Je dirais aujourd’hui que le contexte est devenu plus difficile. Nous assistons actuellement, dans de nombreux pays, à une polarisation accrue. La diversité est parfois remise en question de manière plus fondamentale qu’il y a encore quelques années. Les organisations ressentent cette évolution tout autant que les entreprises.
Dans une période marquée par une incertitude croissante, je considère pourtant la diversité comme particulièrement précieuse. La pluralité des perspectives renforce la capacité d’une organisation à réagir à des défis nouveaux et inattendus.
Quelle importance la diversité revêt-elle pour l’armée?
La diversité n’est pas une fin en soi. Elle permet de trouver de meilleures solutions et d’utiliser au mieux les compétences disponibles. Ou, comme l’a un jour formulé un ancien chef de l’Armée: «La diversité est une force de combat.»
Il est intéressant de constater que la pluralité, c’est-à-dire la diversité des regards portés sur les sujets, rend précisément une organisation plus adaptable. C’est peut-être là que mes deux rôles se rejoignent.

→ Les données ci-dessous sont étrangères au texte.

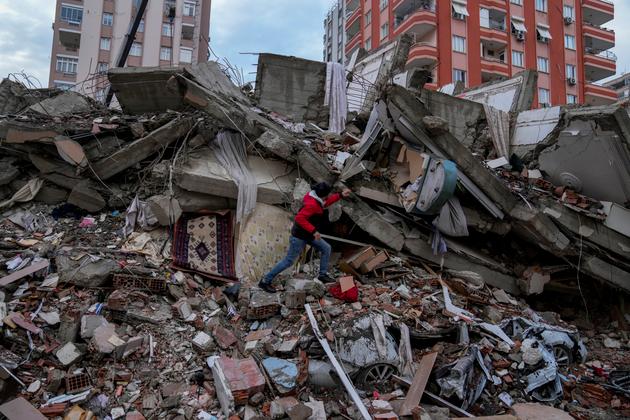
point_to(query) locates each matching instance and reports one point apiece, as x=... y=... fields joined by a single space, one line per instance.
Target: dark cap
x=322 y=189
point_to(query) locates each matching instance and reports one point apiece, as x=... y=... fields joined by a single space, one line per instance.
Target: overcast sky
x=291 y=27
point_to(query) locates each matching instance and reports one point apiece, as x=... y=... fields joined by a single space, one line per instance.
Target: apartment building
x=621 y=85
x=334 y=33
x=89 y=36
x=476 y=41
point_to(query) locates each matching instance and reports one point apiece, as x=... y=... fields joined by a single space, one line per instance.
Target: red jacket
x=309 y=218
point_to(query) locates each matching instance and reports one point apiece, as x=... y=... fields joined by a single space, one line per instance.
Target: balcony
x=353 y=28
x=352 y=17
x=353 y=43
x=598 y=12
x=599 y=65
x=414 y=17
x=70 y=39
x=598 y=38
x=422 y=55
x=493 y=3
x=493 y=68
x=599 y=95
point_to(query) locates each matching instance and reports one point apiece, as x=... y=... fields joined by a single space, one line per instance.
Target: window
x=459 y=10
x=108 y=19
x=459 y=44
x=106 y=43
x=63 y=85
x=167 y=29
x=165 y=54
x=189 y=8
x=102 y=67
x=484 y=17
x=67 y=65
x=385 y=30
x=543 y=34
x=73 y=15
x=543 y=64
x=136 y=49
x=459 y=75
x=185 y=55
x=543 y=97
x=569 y=12
x=518 y=58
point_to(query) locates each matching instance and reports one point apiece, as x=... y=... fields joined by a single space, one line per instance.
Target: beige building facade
x=90 y=34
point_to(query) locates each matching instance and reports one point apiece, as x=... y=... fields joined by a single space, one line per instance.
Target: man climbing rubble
x=305 y=231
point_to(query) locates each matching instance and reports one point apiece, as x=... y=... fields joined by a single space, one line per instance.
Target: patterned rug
x=205 y=244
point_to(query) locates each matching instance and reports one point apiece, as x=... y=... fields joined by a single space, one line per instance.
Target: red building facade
x=476 y=41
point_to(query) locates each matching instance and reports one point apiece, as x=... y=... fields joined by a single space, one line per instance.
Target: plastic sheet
x=232 y=154
x=336 y=97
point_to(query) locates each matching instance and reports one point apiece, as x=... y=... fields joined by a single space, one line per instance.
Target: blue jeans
x=296 y=246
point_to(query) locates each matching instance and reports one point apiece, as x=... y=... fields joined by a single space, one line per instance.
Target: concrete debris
x=130 y=286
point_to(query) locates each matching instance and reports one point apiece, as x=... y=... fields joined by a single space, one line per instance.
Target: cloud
x=286 y=27
x=622 y=35
x=26 y=38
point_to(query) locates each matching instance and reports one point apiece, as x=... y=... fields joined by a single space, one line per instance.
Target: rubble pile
x=133 y=242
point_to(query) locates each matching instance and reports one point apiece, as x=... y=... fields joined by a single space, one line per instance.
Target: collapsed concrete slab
x=511 y=95
x=292 y=87
x=465 y=259
x=292 y=150
x=142 y=148
x=203 y=173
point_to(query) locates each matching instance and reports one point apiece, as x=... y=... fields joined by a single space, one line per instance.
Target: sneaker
x=267 y=287
x=325 y=278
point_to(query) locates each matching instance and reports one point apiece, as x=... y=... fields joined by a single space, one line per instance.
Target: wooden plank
x=370 y=265
x=31 y=269
x=420 y=380
x=340 y=372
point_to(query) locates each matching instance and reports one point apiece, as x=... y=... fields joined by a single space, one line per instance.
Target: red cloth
x=312 y=208
x=350 y=295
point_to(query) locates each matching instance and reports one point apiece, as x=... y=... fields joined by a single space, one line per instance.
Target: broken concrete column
x=295 y=151
x=166 y=209
x=373 y=223
x=203 y=173
x=85 y=272
x=68 y=354
x=142 y=148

Après neuf ans, tu as quitté la présidence de QueerOfficers. Pourquoi?
Une association a elle aussi besoin de renouvellement. C’est précisément pour cette raison que le moment me semblait venu de laisser la place à de nouvelles idées et à d’autres priorités. Il est réjouissant de voir de nouvelles personnes assumer désormais des responsabilités et apporter leurs propres impulsions.